Nossos próximos passos é a multiplicação: temos agora um modelo de desenvolvimento integrado com saúde, educação etc, muito rápido e de baixo custo, adaptável e participativo. Em dois anos e meio, resolve-se todos os problemas básicos da comunidade, deixando-a organizada para continuar sózinha.

Quer dizeR que é possível?

ESN: É possível. Tem comunidades que a gente vai por amizade porque não temos mais nada a fazer lá! Mas tem outras que têm tudo por fazer. Você resolve o problema de cem comunidades e tem mais mil em volta. Se resolver de mil, tem mais 8 mil. Estamos agora consolidando um modelo de reaplicação em larga escala.

Não dá para pensar que vamos salvar a Amazônia com pequenas experiências localizadas. Essas experiêncis têm de influenciar políticas públicas, pela base. Então queremos mudar de escala: coisas que levamos 20 anos para descobrir, hoje fazemos em um ano. São tecnologias sociais vindas de muita experiência e luta. Hoje, nosso trabalho é como multiplicar isso em larga escala. No ano que vem, vamos passar de 30 para 60 mil pessoas e precisamos de recursos.

Um trabalho mais político?

ESN: Nós não trabalhamos com política partidária mas montamos projetos para que as pessoas pouco a pouco os assumam e influenciem os políticos. Nós organizamos a população que participe bem, através dos conselhos (educação, saúde etc) previstos em lei. A estrutura participativa brasileira é muito boa na lei, só que geralmente funciona mal. Nós tentamos organizar para que participem bem.

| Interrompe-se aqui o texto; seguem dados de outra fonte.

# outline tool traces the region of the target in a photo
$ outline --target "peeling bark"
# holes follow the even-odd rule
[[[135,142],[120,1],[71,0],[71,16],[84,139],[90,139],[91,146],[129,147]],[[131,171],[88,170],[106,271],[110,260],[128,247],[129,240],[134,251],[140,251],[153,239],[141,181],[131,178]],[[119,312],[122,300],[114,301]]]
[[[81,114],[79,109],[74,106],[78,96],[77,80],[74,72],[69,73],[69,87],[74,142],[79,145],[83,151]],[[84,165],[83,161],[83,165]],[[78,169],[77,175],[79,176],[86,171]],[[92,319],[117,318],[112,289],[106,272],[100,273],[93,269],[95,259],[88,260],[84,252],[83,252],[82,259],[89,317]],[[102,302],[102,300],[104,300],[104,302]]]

Entrevista swissinfo: Claudinê Gonçalves

Eugenio Scannavino Netto nasceu em Campinas, interior de São Paulo, em 1959. Em 1982, formou-se em Medicina pela Universidade Federal Fluminense (UFF) e especializou-se em infectologia.

Mudou-se para a Pará, para trabalhar numa maternidade, em 1984. Um ano depois foi nomeado diretor de Saúde Rural de Santarém (PA) e funda funda a ong Saúde e Alegria.

Em 1991, funda o Grupo de Trabalho Amazônico (GTA), que congrega 540 Ongs e movimentos sociais.

Em 2003, coordena o o projeto de exposição Amazônia Brasil. Em 2005, foi eleito empreendedor social do ano, pela fundação suíça Schwab e pelo jornal Folha de S. Paulo.